Juan Arias, residente en el ingenio La Santísima Trinidad, en esta jurisdicción, dio su poder cumplido al Contador Don Juan Blázquez[Juan Blázquez Mayoalgo], juez oficial real en la nueva ciudad de Veracruz, y al padre Rector de la Compañía de Jesús Diego González, que reside en esa ciudad, generalmente para en todos sus pleitos, causas civiles y criminales, y para que puedan recibir y cobrar cualesquier pesos de oro, joyas, esclavos, mercaderías y otros géneros; especialmente para que puedan vender cualesquiera de sus bienes, señaladamente, un esclavo negro llamado Felipe de la Cruz, de tierra Mozambique, por el precio que hallaren.

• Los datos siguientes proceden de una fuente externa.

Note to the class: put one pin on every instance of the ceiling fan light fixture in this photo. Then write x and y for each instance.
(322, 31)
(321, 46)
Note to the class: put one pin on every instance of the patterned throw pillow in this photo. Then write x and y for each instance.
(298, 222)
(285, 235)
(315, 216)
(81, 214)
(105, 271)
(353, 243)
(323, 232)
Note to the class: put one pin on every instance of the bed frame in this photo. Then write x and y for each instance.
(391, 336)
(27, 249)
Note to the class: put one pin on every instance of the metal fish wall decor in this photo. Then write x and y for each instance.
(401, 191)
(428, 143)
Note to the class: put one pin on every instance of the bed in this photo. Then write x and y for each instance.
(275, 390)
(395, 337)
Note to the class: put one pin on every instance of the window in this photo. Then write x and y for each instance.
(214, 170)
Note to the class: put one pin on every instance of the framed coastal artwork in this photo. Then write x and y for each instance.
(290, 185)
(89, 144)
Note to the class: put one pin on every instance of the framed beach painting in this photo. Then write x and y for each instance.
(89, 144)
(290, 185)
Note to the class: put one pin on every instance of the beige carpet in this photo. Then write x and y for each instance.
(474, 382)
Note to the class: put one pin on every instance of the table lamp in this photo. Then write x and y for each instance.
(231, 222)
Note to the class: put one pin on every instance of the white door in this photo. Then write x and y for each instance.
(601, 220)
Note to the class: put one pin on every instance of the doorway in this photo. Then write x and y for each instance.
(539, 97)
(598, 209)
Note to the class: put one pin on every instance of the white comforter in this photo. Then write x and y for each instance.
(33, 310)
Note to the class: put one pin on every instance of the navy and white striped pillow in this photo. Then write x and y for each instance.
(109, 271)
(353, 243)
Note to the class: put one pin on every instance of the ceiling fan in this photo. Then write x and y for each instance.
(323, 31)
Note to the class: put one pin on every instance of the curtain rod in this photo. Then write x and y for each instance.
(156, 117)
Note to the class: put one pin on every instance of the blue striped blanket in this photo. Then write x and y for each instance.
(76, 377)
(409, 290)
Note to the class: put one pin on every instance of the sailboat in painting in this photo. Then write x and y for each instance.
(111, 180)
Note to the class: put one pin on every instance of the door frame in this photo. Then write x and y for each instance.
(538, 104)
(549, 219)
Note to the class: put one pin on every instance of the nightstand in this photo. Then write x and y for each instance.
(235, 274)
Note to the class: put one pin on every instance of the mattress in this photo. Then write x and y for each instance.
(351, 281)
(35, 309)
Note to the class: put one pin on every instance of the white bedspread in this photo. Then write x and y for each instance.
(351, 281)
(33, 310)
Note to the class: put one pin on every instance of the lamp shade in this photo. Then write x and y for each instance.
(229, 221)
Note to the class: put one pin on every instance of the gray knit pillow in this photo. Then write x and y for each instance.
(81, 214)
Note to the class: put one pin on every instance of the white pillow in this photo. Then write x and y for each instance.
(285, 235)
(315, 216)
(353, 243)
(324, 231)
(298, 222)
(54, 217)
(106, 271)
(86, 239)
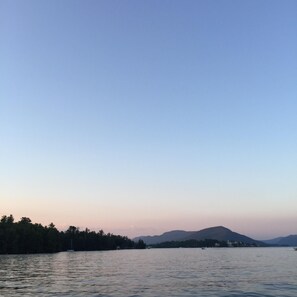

Juan de Oceta, escribano público de Jalapa dio su poder cumplido a Don Juan Blázquez Mayoralgo, Contador, Juez Oficial de la Real Hacienda de la nueva ciudad de Veracruz, a Don Luis Blazquez Mayoralgo, vecino de la Villa de Madrid, y a Juan y a Diego Hernández de Córdoba, agentes de los reales consejos en la corte de Su Majestad, para que en su nombre parezcan ante el Rey en su Real Consejo de Indias, y pidan la confirmación del oficio de escribano, haciendo las diligencias que sean necesarias.